Submitted by sharer Lisa Shaftel

This is a green cooked salsa that will keep for a while in the refrigerator, and can be canned without any loss of color for flavor.  Use only fresh ingredients— it’s worth it!  This is great with tortilla chips, but it’s also great on roast pork or chicken, and on shrimp.  It can be served with cold shrimp as an alternative to red cocktail sauce.  I list the minimum amount of jalapeño chili to give it the flavor and a little kick.  If you like hot salsa, use more jalapeño and include the seeds.

 

Makes 2 ½ cups

 

1 pound fresh tomatillos (about 9 organic, 8 non-organic)

1 cup cold water

4 fresh garlic cloves

a 1 ½ inch piece of fresh jalapeño chili pepper, seeded

½ a medium size yellow onion

2 cups fresh cilantro leaves

1/8 cup light vegetable oil (do not use olive oil)

1 ½ teaspoons salt

1 teaspoon sugar

2 tablespoons masa harina (corn flour)

Remove the paper skin from the tomatillos and wash them in cold water.  Cook the tomatillos in a pot of 4 quarts of simmering water for 20 minutes.  Don’t boil them because they will fall apart.  Drain the tomatillos, and put them in a food processor with the metal knife, with 1 cup cold water, the garlic, jalapeño, onion, and cilantro.  Process until even, small bits.
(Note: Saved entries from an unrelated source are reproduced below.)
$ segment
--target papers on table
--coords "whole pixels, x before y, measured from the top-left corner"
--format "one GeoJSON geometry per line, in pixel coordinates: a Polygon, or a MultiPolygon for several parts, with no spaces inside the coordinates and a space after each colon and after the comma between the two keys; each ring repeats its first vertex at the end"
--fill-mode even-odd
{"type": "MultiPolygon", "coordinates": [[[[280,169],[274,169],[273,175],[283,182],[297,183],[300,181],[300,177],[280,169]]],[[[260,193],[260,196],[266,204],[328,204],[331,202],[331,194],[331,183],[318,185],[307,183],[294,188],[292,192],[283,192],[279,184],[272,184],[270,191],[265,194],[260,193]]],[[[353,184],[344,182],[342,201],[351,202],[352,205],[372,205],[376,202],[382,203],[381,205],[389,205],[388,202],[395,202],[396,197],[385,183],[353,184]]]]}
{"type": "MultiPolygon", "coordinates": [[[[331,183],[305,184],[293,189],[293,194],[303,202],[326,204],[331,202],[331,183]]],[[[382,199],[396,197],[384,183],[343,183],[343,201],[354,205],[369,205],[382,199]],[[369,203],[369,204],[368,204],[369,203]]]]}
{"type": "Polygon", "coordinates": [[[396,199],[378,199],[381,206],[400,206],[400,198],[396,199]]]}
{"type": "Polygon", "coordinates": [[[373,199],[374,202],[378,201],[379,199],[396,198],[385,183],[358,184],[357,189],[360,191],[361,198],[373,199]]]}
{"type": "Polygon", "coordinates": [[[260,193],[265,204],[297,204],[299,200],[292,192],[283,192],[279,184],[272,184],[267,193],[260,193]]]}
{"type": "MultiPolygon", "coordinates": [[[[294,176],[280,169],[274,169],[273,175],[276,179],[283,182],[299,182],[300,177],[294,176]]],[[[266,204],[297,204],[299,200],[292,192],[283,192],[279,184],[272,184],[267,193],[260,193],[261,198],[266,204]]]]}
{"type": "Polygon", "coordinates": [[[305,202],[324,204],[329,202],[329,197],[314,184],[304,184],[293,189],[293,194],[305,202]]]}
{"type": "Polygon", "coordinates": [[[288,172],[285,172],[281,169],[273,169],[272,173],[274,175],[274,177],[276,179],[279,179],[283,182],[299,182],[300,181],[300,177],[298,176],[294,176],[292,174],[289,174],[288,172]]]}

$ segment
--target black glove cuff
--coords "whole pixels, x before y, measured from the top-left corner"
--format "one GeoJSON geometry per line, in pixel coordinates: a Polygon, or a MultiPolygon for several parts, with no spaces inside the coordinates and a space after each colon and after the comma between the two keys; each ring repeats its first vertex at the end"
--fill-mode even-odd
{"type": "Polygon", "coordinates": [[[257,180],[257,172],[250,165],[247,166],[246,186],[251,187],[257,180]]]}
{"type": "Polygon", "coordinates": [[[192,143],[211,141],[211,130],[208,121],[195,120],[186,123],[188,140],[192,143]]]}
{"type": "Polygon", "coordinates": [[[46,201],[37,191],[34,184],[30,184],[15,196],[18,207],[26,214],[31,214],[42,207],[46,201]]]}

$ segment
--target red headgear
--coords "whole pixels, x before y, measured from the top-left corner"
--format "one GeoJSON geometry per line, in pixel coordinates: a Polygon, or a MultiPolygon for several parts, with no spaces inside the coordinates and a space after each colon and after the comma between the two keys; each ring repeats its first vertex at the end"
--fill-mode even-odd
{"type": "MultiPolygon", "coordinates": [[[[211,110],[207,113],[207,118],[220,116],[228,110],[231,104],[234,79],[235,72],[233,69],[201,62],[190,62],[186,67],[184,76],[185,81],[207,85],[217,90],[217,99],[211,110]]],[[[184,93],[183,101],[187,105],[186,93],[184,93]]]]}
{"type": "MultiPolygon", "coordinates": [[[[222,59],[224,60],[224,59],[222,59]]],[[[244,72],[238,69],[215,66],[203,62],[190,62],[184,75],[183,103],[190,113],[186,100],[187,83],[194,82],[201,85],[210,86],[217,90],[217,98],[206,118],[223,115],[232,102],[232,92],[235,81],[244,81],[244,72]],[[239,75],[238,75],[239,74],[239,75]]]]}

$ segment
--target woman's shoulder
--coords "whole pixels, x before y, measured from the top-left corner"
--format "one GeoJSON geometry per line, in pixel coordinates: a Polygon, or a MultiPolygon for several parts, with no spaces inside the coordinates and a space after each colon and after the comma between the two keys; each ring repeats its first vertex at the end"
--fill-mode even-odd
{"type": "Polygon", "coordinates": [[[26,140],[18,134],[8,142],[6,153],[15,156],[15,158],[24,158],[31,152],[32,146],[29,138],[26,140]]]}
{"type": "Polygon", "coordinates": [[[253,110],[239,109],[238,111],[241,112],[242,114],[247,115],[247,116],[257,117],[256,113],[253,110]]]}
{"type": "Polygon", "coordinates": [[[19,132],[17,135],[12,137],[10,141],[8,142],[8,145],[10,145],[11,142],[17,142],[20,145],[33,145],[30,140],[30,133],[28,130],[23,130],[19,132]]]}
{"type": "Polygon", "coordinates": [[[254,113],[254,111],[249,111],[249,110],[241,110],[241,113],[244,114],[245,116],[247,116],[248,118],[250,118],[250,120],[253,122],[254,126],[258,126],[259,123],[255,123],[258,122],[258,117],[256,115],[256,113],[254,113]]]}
Heat 1/8 cup vegetable oil in a deep saucepot, and pour the salsa into the hot oil.  Add salt & sugar, stir, lower the heat and simmer for 5 minutes.  Sprinkle in 2 tablespoons masa harina stirring constantly, and stir and cook for another few minutes until the sauce thickens.  Let it cool and refrigerate.

If you’re going to can it, pour it directly into clean mason or ball jars and process right away while it’s still hot.